The French company BGS also produced several different types of commercial electric vehicles from 1899 to 1906, including cars, vans, passenger cars and limousines.

In May 1899, the Belgian electric racing car "La jamais Contente" (Never Satisfied) set a speed record of 110km/h and was the first car in the world to exceed 100km/h.

Figure 3 The world's first car

In 1890, there were 4,200 cars in the world, of which 38% were electric cars, 40% were steam engine cars, and only 22% were internal combustion engine cars. In 1900, there were 15,755 electric cars, 1,684 steam-engine cars, and only 936 gasoline-engine cars. By 1912, the United States had at least 34,000 electric vehicles, and there were hundreds of thousands of electric vehicles around the world, which were widely used in taxis, delivery vehicles and buses.

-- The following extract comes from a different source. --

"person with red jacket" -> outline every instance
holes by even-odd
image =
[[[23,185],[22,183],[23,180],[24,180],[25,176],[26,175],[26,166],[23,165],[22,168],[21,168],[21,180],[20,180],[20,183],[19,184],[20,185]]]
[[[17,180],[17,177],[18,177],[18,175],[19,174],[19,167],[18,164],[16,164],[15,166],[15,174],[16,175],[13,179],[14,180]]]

Baker Electric Company (Baker) was the most important electric vehicle manufacturer in the United States at the time. Its electric vehicles used drive shafts instead of chains to transmit power, and the price was relatively low. Electric vehicles produced by Detroit Electric can reach a top speed of 40km/h and have a driving range of 129km. From 1901 to 1902, the London Electric Vehicle Company produced electric vehicles with rear wheel hub motor type, rear wheel drive, oblique wheel steering and pneumatic tires.

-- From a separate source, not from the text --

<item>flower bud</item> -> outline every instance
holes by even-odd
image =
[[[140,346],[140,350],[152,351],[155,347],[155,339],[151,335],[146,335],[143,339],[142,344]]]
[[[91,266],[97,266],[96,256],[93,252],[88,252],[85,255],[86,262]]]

The late 19th century to the 1920s was one of the peak periods for the development of electric vehicles. Compared with vehicles powered by internal combustion engines, electric vehicles had obvious advantages such as odorless, noiseless and low price, so they became the dominant market at that time. However, due to the advancement of oil extraction technology and internal combustion engine technology, the performance of internal combustion engine vehicles has been improved by leaps and bounds, so they have developed rapidly and replaced electric vehicles and steam engine vehicles. The golden age of electric vehicles only lasted for more than 20 years. . Between 1890 and 1920, the world's oil production increased tenfold; in 1911, Charles Kettering invented the automatic start technology of internal combustion engines; in 1913, Ford established the production line of internal combustion engine vehicles, and internal combustion engine vehicles have since entered the market. Standardized and mass-produced. Figure 4 shows the Model T produced by Ford Motor Company, which is also the world's first car belonging to ordinary people - the Model T. Although the power battery technology for electric vehicles is also developing rapidly during the same period (for example, the energy stored in the battery has increased by 35%, the service life has increased by 300%, the mileage of electric vehicles has increased by 230%, and the price has been reduced by 63%, etc.), but The mass specific energy density of gasoline and other fossil fuels is 100 times that of batteries, and the volume specific energy density is 40 times that of batteries. The advantages of internal combustion engine vehicles in terms of performance are gradually emerging. In the next period, due to the demand for long-distance passenger and freight transportation due to economic development, the shortcomings of electric vehicles such as short driving range and long charging time are more obvious. The mass-produced internal combustion engine vehicles have completely ended the life of electric vehicles. By the 1930s, electric cars had all but disappeared.